During the country’s dictatorship from 1973 to 1985, Uruguayans suffered under crushing repression, which included the highest rate of political incarceration in the world. Debbie Sharnak will give a talk on her book, Of Light and Struggle, which explores how activists, transnational social movements, and international policymakers collaborated and clashed in response to this era and during the country’s transition back to democratic rule.
At the heart of the book is an examination of how the language and politics of human rights shifted over time as a result of conflict and convergence between local, national, and global dynamics. examines the utility and limits of human rights language used by international NGOs, such as Amnesty International, and foreign governments, such as the Carter administration.

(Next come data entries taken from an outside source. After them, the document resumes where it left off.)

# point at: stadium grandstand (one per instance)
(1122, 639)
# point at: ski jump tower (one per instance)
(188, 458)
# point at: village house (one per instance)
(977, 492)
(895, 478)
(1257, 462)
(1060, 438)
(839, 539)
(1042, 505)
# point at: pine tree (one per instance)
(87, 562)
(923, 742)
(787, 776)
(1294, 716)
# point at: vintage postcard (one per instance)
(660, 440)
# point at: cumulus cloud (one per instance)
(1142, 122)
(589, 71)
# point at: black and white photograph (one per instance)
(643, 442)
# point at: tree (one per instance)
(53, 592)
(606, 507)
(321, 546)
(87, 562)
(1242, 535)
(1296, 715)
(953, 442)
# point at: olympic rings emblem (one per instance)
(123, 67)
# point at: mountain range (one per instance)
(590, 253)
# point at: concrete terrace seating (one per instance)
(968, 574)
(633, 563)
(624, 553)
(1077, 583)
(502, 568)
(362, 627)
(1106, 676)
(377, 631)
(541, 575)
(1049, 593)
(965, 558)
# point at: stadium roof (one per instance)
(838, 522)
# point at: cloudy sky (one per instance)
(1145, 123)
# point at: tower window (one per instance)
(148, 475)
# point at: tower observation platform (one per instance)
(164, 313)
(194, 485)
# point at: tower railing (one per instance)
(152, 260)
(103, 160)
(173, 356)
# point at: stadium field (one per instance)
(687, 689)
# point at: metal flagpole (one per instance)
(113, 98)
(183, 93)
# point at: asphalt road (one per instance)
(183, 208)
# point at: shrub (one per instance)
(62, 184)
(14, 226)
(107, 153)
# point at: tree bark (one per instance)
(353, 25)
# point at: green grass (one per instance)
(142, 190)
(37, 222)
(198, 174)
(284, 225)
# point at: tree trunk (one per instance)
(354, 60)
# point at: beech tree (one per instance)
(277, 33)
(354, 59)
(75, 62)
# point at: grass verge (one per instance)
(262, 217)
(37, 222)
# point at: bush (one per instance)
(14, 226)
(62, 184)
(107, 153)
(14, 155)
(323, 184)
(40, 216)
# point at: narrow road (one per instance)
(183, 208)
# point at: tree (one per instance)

Debbie Sharnak is Assistant Professor of History and International Studies at Rowan University and a senior fellow at Foreign Policy Research Institute. She is the author of the book “Of Light and Struggle”: Social Justice, Human Rights, and Accountability in Uruguay and the co-editor of the volume Uruguay in Transnational Perspective. Other work has appeared in the Journal of Iberian and Latin American Studies, TALLER, Diplomacy and Statecraft, and several edited volumes on topics such as Latin America, human rights, and transitional justice. She holds an MA and PhD from the University of Wisconsin-Madison and a BA from Vassar College.
This event is in-person but also available via Zoom.